Grammar Woman Walks in the Rain
Rain fell on me, never on I. |
“A gentle, refreshing rain fell on the dogs
and I . . .” No, that’s wrong. It’s not “the rain fell on . . . I, it’s the
rain fell on . . . me.” Try again, Grammar Woman, I said to myself. “A gentle,
refreshing rain fell on the dogs and me as we took our early morning walk. ”
Summer heat and
humidity mean earlier and earlier walks, but even at 7:45, it was getting
steamy. When the rain started falling, my first instinct was to bolt. But to
where? I was at least a half-mile from home and had a 50+-pound dog on a leash
at the end of each wrist. There would be no bolting, unless one of them spied a
rabbit.
It seems almost
hokey zen to write these words, but they’re true: I decided to simply embrace
the rain and continue our walk, rather than sprint the rest of the way.
Cool raindrops
dotted my shoulders and arms as we continued toward home.
Why are we humans so
reluctant to walk in the rain? Why do we feel the need to dash to the nearest
shelter?

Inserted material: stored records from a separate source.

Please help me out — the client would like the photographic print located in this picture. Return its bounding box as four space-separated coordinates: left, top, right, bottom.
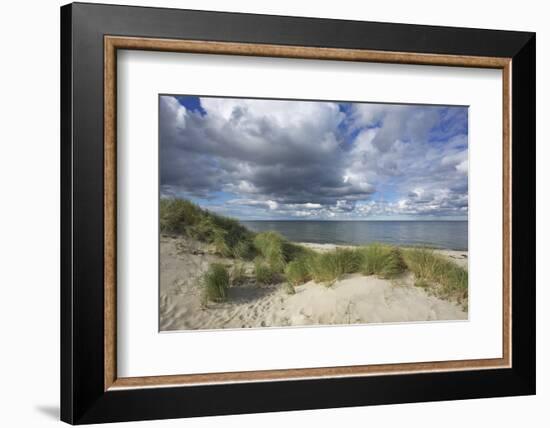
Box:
159 94 468 331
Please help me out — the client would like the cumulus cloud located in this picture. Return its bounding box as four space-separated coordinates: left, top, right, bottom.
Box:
159 96 468 219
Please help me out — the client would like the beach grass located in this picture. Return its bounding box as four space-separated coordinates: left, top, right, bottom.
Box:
230 262 247 286
285 256 311 286
202 263 230 302
159 198 256 260
160 198 468 305
254 258 279 285
254 232 287 272
403 248 468 304
308 248 363 283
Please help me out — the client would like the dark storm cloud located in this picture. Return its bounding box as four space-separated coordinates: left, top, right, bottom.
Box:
160 96 468 217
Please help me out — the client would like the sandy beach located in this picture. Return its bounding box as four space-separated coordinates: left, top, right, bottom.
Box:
160 235 468 331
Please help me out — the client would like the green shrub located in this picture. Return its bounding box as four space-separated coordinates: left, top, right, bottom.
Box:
308 248 363 282
202 263 229 302
233 240 256 260
254 259 277 285
361 243 407 278
285 256 311 286
403 248 468 303
231 263 247 285
284 282 296 295
254 231 287 272
160 198 255 260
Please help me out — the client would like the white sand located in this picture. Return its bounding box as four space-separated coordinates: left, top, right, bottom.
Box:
160 237 468 330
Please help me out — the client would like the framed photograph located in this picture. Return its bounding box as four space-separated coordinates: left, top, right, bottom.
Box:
61 3 535 424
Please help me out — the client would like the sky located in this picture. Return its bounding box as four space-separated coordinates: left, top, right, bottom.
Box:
159 95 468 220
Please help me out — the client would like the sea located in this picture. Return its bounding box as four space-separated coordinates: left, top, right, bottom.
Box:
241 220 468 251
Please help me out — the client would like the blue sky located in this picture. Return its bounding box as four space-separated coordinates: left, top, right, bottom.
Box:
159 95 468 220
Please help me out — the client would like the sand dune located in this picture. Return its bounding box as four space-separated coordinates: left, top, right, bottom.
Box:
160 237 468 330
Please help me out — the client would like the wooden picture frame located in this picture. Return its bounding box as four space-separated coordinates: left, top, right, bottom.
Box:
61 3 535 424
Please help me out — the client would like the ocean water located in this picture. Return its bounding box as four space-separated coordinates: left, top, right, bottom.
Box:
241 220 468 250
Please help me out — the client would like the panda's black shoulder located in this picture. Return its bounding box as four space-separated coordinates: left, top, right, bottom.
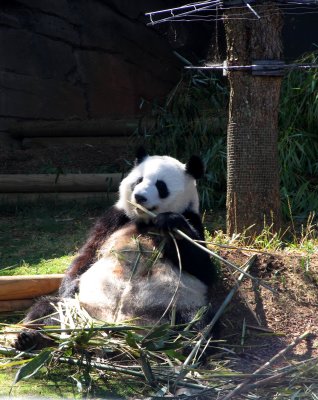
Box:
60 205 131 296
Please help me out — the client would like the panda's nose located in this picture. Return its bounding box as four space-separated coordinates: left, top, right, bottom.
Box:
135 193 147 204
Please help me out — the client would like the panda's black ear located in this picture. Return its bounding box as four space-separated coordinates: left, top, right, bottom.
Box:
186 156 204 179
135 146 148 165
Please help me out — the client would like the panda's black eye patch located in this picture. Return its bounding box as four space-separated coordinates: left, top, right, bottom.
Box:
130 176 144 190
156 179 170 199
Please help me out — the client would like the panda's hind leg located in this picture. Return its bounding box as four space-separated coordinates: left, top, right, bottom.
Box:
14 296 60 351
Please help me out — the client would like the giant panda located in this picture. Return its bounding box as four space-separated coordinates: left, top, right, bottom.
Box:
15 148 217 350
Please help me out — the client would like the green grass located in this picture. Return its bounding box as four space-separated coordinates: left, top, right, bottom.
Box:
0 202 107 275
0 366 138 400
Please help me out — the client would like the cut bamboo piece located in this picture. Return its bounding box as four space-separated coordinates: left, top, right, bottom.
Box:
0 274 63 301
0 299 33 313
0 173 123 193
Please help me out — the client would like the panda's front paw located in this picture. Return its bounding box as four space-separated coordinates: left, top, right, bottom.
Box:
154 212 189 232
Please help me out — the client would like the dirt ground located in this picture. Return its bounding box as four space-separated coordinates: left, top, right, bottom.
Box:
212 250 318 371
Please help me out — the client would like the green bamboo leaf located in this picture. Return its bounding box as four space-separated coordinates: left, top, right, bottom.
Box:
12 349 52 386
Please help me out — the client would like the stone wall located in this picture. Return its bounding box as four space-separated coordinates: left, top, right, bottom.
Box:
0 0 180 133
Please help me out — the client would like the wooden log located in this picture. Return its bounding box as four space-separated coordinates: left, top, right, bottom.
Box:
8 118 139 138
0 299 33 313
0 192 118 206
0 274 63 301
0 173 123 193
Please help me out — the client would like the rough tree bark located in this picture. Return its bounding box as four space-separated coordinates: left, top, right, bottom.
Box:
225 4 282 234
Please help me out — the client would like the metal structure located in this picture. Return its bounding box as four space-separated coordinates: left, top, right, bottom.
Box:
146 0 318 25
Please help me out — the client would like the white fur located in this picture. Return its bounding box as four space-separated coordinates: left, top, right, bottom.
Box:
116 156 199 219
78 250 207 323
78 226 207 324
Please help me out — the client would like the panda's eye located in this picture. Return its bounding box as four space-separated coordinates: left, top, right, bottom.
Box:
131 176 143 191
156 179 170 199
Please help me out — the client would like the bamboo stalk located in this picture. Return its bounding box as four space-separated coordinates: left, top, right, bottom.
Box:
0 299 33 313
0 346 212 390
129 202 277 293
0 274 63 301
176 255 256 382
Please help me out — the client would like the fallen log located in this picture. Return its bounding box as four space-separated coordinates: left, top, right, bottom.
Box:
0 274 63 301
0 192 118 205
0 299 34 313
0 173 123 193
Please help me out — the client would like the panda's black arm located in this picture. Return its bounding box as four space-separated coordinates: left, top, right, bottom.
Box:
59 206 130 296
155 211 217 285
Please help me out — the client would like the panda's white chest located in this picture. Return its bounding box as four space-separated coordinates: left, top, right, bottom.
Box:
79 255 207 323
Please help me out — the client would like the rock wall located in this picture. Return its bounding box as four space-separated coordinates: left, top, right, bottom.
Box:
0 0 180 132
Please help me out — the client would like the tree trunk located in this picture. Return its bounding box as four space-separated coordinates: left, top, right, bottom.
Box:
225 4 282 235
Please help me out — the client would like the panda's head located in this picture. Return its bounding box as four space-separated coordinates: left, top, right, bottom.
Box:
117 149 204 219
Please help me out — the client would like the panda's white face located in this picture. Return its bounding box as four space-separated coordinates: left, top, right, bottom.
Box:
117 156 199 219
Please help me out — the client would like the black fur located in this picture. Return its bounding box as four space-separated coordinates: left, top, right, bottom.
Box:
15 149 216 350
59 206 130 297
148 210 217 286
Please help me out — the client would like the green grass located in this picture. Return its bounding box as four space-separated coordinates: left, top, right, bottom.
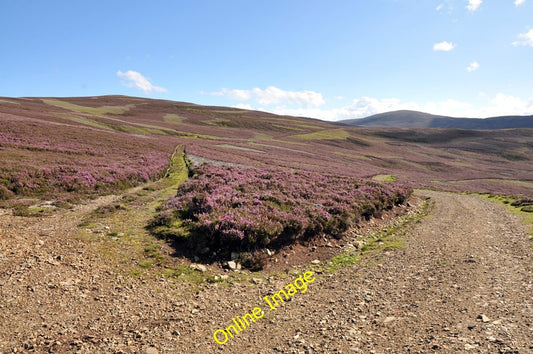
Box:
324 252 361 273
372 175 398 183
42 99 135 115
163 113 187 124
76 146 194 282
290 128 350 140
308 196 430 274
481 194 533 235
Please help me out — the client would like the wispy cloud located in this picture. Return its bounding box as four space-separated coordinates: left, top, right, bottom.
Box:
212 86 325 107
466 0 483 12
466 61 479 73
117 70 167 94
513 28 533 47
433 41 455 52
233 93 533 121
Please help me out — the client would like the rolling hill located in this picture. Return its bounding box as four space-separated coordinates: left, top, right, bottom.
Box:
0 96 533 199
341 110 533 130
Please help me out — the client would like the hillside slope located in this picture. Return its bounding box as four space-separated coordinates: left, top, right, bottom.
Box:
0 96 533 199
0 188 533 353
341 110 533 130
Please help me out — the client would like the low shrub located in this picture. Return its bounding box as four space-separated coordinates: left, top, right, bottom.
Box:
150 164 412 267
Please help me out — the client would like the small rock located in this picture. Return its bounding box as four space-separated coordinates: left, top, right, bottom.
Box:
465 343 479 350
228 261 240 270
145 347 159 354
383 316 396 324
477 314 490 323
189 263 207 273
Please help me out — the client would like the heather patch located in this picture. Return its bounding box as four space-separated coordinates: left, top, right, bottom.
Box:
150 164 411 266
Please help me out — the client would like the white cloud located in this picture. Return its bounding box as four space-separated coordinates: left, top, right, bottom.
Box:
433 41 455 52
117 70 167 94
212 86 325 107
466 61 479 73
232 103 253 110
489 92 533 116
466 0 483 12
513 28 533 47
244 93 533 121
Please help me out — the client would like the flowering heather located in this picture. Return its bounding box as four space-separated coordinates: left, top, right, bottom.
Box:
152 164 411 254
0 113 176 200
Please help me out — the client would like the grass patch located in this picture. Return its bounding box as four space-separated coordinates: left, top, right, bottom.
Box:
480 194 533 235
290 128 350 140
42 99 135 115
163 113 187 124
372 175 398 183
324 252 361 273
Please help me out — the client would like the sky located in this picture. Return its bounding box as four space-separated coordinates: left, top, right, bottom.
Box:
0 0 533 121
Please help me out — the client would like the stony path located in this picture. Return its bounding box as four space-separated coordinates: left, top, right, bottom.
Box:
0 191 533 353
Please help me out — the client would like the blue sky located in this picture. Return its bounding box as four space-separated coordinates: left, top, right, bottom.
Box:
0 0 533 120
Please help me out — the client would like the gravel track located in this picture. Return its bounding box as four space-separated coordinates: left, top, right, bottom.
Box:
0 191 533 353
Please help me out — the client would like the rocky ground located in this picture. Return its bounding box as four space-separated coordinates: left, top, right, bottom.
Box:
0 191 533 353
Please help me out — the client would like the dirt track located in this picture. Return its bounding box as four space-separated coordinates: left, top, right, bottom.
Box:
0 191 533 353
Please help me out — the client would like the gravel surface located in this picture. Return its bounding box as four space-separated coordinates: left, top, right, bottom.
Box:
0 191 533 354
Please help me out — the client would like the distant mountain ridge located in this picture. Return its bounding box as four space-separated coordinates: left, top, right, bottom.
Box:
339 110 533 130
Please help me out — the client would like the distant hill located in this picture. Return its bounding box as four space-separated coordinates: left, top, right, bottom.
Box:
340 110 533 129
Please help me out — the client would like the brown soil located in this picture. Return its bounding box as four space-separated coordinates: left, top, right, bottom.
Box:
0 191 533 353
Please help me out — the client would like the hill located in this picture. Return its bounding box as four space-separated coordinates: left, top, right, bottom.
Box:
0 96 533 200
341 110 533 130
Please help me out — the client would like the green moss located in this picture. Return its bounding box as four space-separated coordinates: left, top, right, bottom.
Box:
42 99 135 114
290 128 350 140
163 113 187 124
480 194 533 235
372 175 398 183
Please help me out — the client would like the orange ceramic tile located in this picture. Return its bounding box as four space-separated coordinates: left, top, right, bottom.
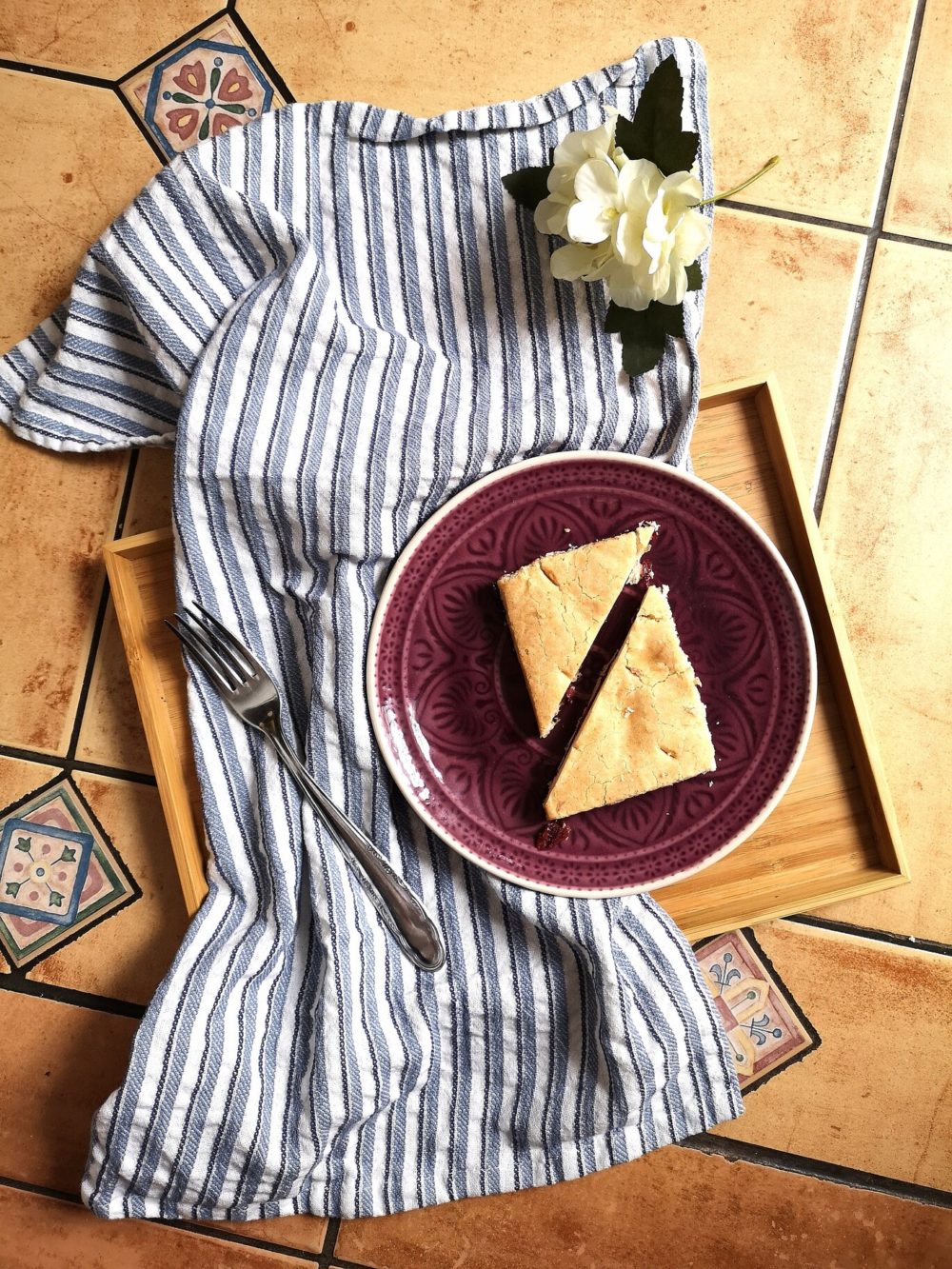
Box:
123 449 175 538
122 15 285 159
700 208 865 483
0 427 129 752
822 241 952 942
237 0 915 224
0 0 222 79
0 991 137 1194
30 773 188 1005
0 1185 313 1269
884 0 952 243
716 922 952 1189
336 1146 952 1269
76 449 172 771
0 70 159 350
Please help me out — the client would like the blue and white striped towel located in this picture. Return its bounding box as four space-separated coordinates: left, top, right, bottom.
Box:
0 39 740 1219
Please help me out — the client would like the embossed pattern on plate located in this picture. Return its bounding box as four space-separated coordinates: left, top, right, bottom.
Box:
368 454 816 897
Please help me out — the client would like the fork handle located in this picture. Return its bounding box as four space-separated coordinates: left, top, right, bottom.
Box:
267 728 446 973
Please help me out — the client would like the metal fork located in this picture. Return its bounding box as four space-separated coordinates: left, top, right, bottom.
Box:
165 605 446 972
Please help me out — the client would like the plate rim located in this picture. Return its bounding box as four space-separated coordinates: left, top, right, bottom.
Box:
365 450 818 900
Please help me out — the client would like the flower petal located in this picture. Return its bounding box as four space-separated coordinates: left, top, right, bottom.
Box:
549 243 594 282
566 199 614 244
575 159 618 207
533 198 570 236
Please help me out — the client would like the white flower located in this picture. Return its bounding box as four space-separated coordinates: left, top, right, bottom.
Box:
605 159 711 309
536 110 625 241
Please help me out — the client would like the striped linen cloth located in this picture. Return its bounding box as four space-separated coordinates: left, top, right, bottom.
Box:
0 39 742 1219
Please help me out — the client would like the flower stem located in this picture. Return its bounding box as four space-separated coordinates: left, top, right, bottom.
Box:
694 155 781 207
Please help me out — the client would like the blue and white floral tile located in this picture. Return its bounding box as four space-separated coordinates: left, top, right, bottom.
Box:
694 930 820 1093
121 18 286 159
0 777 142 969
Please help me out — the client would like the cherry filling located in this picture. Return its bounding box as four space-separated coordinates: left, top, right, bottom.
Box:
536 820 572 850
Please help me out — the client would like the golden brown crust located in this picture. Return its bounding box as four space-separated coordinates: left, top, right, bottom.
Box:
499 525 658 736
545 586 715 820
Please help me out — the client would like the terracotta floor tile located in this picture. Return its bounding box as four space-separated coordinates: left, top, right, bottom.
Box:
884 0 952 243
76 449 172 771
716 922 952 1189
30 773 188 1005
0 991 137 1194
122 449 175 538
822 241 952 942
0 1185 313 1269
701 208 864 485
0 0 222 79
237 0 915 224
0 427 129 752
0 70 159 349
336 1147 952 1269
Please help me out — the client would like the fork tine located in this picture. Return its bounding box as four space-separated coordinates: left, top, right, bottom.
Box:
165 613 237 694
189 603 268 678
184 605 255 683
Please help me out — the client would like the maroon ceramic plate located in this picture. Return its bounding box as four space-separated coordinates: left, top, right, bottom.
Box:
367 454 816 899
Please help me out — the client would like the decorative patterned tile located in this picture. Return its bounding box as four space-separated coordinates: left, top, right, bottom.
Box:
0 777 141 969
30 771 188 1005
713 922 952 1190
694 930 820 1093
122 18 286 159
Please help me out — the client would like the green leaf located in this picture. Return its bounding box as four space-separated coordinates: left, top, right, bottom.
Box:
605 301 684 378
503 167 552 212
614 56 698 176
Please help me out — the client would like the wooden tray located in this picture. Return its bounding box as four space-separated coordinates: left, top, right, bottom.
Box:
104 376 909 941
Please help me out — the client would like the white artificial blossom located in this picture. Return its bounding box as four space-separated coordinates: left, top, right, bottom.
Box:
536 115 711 311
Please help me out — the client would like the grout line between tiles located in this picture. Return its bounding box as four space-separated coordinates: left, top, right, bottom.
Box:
814 0 925 523
113 84 169 165
115 9 228 87
679 1132 952 1208
0 969 146 1018
321 1216 340 1260
814 233 877 525
66 449 138 759
0 57 113 88
228 5 297 103
781 915 952 956
0 744 156 788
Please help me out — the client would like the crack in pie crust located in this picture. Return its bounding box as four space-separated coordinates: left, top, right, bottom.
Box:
499 525 658 736
545 586 715 820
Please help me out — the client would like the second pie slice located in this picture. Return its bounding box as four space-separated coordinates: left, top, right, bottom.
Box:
499 525 658 736
545 586 715 820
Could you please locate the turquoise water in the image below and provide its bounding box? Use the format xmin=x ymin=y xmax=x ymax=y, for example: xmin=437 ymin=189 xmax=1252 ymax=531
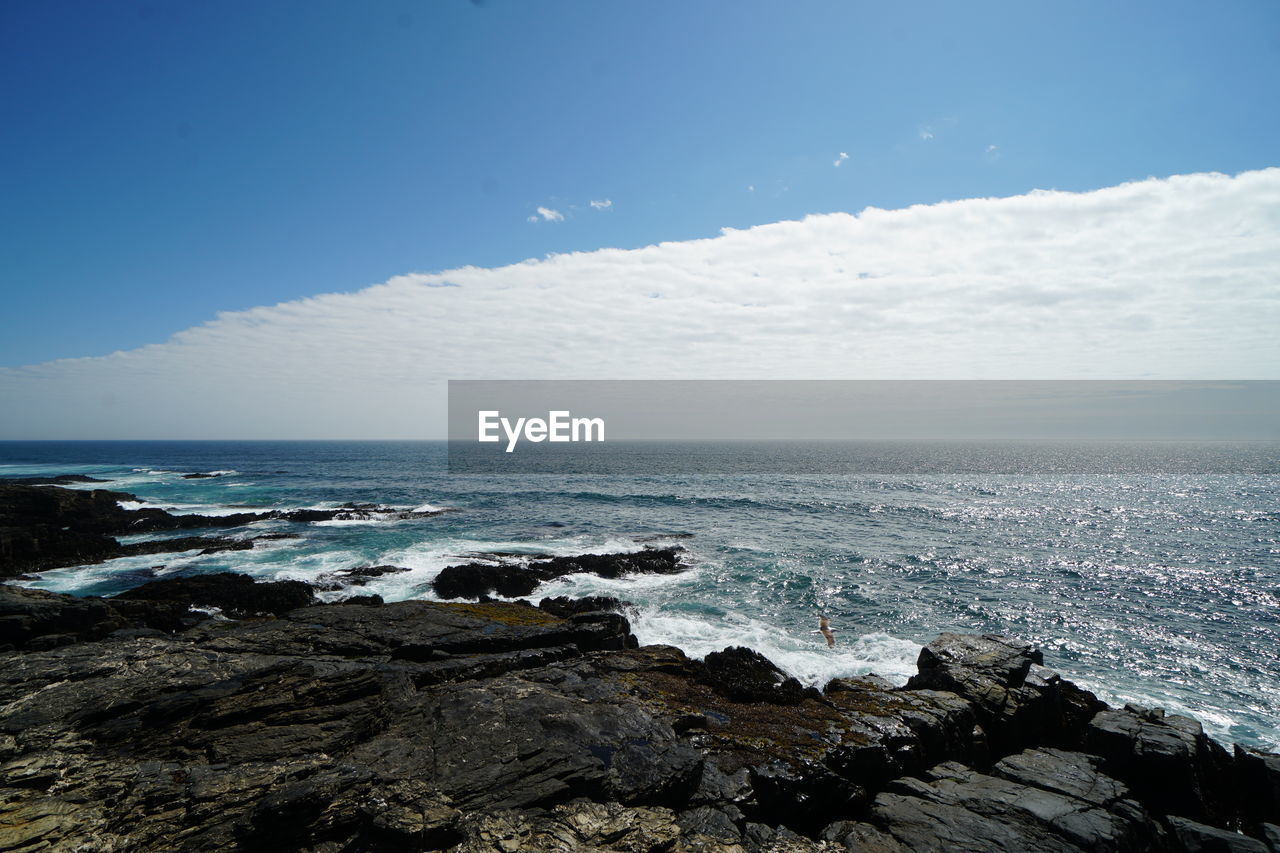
xmin=0 ymin=442 xmax=1280 ymax=747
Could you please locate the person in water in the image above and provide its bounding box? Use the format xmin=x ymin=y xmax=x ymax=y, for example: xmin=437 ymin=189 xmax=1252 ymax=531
xmin=818 ymin=613 xmax=836 ymax=648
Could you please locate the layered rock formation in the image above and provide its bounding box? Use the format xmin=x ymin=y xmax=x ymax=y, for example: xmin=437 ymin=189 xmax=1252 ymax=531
xmin=0 ymin=475 xmax=440 ymax=578
xmin=0 ymin=576 xmax=1280 ymax=853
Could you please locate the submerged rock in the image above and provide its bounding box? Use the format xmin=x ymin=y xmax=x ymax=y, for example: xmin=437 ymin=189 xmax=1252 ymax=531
xmin=431 ymin=547 xmax=685 ymax=598
xmin=114 ymin=571 xmax=315 ymax=616
xmin=0 ymin=474 xmax=443 ymax=578
xmin=538 ymin=596 xmax=630 ymax=616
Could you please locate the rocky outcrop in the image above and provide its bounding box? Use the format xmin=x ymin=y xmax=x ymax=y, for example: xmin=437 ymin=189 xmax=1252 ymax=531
xmin=0 ymin=474 xmax=111 ymax=485
xmin=0 ymin=475 xmax=450 ymax=578
xmin=110 ymin=571 xmax=315 ymax=617
xmin=431 ymin=547 xmax=685 ymax=599
xmin=0 ymin=579 xmax=1277 ymax=853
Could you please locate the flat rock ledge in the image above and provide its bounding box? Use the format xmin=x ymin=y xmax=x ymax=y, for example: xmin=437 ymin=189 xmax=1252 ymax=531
xmin=0 ymin=579 xmax=1280 ymax=853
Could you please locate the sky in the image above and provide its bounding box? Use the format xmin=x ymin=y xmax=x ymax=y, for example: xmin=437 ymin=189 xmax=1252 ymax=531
xmin=0 ymin=0 xmax=1280 ymax=438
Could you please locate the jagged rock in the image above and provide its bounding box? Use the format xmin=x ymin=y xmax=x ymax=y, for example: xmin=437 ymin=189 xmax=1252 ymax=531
xmin=114 ymin=537 xmax=253 ymax=557
xmin=0 ymin=474 xmax=111 ymax=485
xmin=1084 ymin=707 xmax=1236 ymax=826
xmin=823 ymin=752 xmax=1165 ymax=853
xmin=431 ymin=547 xmax=684 ymax=598
xmin=1167 ymin=817 xmax=1271 ymax=853
xmin=333 ymin=566 xmax=412 ymax=587
xmin=538 ymin=596 xmax=628 ymax=617
xmin=1235 ymin=745 xmax=1280 ymax=824
xmin=0 ymin=578 xmax=1270 ymax=853
xmin=703 ymin=646 xmax=820 ymax=704
xmin=906 ymin=633 xmax=1105 ymax=757
xmin=0 ymin=584 xmax=189 ymax=649
xmin=115 ymin=571 xmax=315 ymax=617
xmin=0 ymin=480 xmax=440 ymax=578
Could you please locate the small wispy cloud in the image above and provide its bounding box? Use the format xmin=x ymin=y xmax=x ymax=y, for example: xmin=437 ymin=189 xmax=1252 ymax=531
xmin=529 ymin=207 xmax=564 ymax=222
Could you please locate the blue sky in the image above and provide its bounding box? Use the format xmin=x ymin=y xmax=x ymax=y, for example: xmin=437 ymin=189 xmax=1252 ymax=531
xmin=0 ymin=0 xmax=1280 ymax=366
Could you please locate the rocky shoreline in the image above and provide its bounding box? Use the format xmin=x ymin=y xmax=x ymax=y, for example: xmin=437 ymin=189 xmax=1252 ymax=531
xmin=0 ymin=485 xmax=1280 ymax=853
xmin=0 ymin=474 xmax=444 ymax=578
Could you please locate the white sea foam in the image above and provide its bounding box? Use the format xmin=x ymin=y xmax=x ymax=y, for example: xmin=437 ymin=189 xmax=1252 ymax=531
xmin=116 ymin=501 xmax=261 ymax=516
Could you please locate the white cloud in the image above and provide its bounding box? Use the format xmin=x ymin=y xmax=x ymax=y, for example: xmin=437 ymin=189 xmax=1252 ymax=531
xmin=0 ymin=169 xmax=1280 ymax=438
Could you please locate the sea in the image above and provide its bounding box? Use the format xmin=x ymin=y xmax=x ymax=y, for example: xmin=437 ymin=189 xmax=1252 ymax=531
xmin=0 ymin=441 xmax=1280 ymax=749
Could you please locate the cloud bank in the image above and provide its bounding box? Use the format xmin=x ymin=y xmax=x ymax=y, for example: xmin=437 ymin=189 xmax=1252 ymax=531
xmin=0 ymin=169 xmax=1280 ymax=438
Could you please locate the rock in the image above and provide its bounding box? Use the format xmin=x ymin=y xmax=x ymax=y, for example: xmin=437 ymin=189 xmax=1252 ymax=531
xmin=115 ymin=571 xmax=315 ymax=617
xmin=431 ymin=547 xmax=684 ymax=598
xmin=0 ymin=584 xmax=189 ymax=649
xmin=0 ymin=591 xmax=1249 ymax=853
xmin=703 ymin=646 xmax=820 ymax=704
xmin=538 ymin=596 xmax=630 ymax=617
xmin=906 ymin=633 xmax=1105 ymax=756
xmin=1084 ymin=708 xmax=1236 ymax=829
xmin=0 ymin=474 xmax=111 ymax=485
xmin=1234 ymin=745 xmax=1280 ymax=824
xmin=342 ymin=596 xmax=387 ymax=607
xmin=823 ymin=752 xmax=1165 ymax=853
xmin=0 ymin=480 xmax=450 ymax=578
xmin=114 ymin=537 xmax=253 ymax=557
xmin=1167 ymin=816 xmax=1271 ymax=853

I considered just walking, walking in the rain.
It was then that today’s
story began forming: “A gentle, refreshing rain . . .” It was then that I
changed into Grammar Woman Walking as I corrected pronouns with the red pen in
my brain. The rain falling on “I” became the rain falling on “me,” and the
words I now write formed before I arrived home to put them on the page.
Grammar Woman writing, after walking. |
As I sit on the
porch, coffee at my elbow, I look outside my covered space and see that once
again, a cooling rain is falling, but not on me, and certainly not on “I.”